We scoured hundreds of emails on Thursday from Perry's office around the time the HPV decision was being made. We got them from an Austin watchdog. There aren't to many that are to or from Perry himself, but they do give a look at some of the work his staff was doing with drug company lobbyists.
When Governor Perry signed the executive order on a Friday morning in February 2007, it surprised virtually everyone.
"It came out of the blue really," said Craig McDonald with the Austin watchdog Texans for Public Justice.
McDonald started digging through Perry office emails and that revealed a team working for months on the order - at times coordinating with a lobbyist for the vaccine's manufacturer.
In August 2006, more than five months before the order was signed, Merck gave Perry staffers "updates on the vaccine." Emails mention meetings and lunches with the lobbyists and just days after the mandate was signed, the lobbyist is asked for "thoughts" on how to react to criticism.
"Not only was it a bad decision if you're a social conservative, it was decision that benefited a lobbyist who's extremely close to the governor," McDonald said.
The emails also show the strange allies the decision created. Calls to the governor's office were running 8-1 against his decision, but Chris Bell - who at that moment was Perry's defeated democratic opponent - praised Perry saying, "This is about protecting women's health, not about politics."
Four years later though, it's a political battle and tonight another Perry opponent is opening another front.
"These laws and these mandates are not being made based on science; they're being made based on political contributions," 2010 gubernatorial candidate Debra Medina said.
Medina ran against Perry in 2010 and says HPV isn't his only vaccine problem. She's referring to a law the legislature just passed mandating a spinal meningitis vaccine for all incoming college freshmen.

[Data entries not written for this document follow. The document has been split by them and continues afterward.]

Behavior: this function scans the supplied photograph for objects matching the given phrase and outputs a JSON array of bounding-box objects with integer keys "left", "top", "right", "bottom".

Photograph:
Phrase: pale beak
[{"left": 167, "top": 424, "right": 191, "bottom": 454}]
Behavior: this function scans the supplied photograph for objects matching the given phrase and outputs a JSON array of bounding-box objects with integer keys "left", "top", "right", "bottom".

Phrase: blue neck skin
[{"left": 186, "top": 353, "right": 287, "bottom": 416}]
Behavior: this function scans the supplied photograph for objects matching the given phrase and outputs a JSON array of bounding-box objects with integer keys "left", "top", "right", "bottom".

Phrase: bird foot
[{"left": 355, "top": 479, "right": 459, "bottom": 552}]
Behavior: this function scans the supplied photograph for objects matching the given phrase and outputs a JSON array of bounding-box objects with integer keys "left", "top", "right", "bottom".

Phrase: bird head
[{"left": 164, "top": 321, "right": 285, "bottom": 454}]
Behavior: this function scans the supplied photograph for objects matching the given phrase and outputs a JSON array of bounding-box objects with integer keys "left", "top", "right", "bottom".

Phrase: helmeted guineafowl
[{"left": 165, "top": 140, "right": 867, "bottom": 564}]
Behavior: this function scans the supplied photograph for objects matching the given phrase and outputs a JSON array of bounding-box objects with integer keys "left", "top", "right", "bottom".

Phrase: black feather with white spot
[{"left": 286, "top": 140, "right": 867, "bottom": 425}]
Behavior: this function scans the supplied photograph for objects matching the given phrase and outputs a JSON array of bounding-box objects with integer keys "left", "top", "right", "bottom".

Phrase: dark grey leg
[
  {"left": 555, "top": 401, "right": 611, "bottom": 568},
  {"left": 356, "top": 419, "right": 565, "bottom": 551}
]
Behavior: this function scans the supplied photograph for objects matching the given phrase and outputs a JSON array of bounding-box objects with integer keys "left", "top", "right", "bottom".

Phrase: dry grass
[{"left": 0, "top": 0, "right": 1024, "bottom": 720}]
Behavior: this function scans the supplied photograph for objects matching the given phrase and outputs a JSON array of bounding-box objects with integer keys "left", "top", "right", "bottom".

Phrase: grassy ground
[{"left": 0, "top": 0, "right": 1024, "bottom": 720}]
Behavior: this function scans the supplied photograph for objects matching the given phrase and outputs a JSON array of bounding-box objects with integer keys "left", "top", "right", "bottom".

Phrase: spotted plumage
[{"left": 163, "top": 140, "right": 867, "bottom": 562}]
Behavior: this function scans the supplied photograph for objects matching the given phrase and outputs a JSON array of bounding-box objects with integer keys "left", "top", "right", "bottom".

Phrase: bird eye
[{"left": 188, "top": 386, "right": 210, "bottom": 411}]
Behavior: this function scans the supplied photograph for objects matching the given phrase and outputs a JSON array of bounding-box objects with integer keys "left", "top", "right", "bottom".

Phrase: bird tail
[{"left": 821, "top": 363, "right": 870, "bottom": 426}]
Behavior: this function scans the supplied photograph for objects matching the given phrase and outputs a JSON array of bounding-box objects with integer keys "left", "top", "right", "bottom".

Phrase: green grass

And more than that, Medina says, it may be time for Texas to evaluate all vaccines it mandates for school children.
"Should the state force my kids to get vaccines?" we asked Medina.
"No, Ted Oberg ought to make that decision as a parent of those children, probably in consultation with your private physician," she said.
The controversy, she says, shows Perry isn't as conservative as he claims to be.
"His action on vaccines and other areas demonstrate that he really doesn't believe that we're capable of doing that and we've got to have the government there as our nanny," Medina said.
Medina, who is still active in Texas politics, is also a nurse. She's not saying don't vaccinate your kids, but that the state shouldn't mandate them.
We checked with Dr. Amy Middleman at Texas Children's Hospital's Center for Vaccine Awareness and Research. She doesn't talk politics, just medicine and she says mandates are good policy, have been for years and they've been shown to work. And getting rid of them runs counter to all scientific data.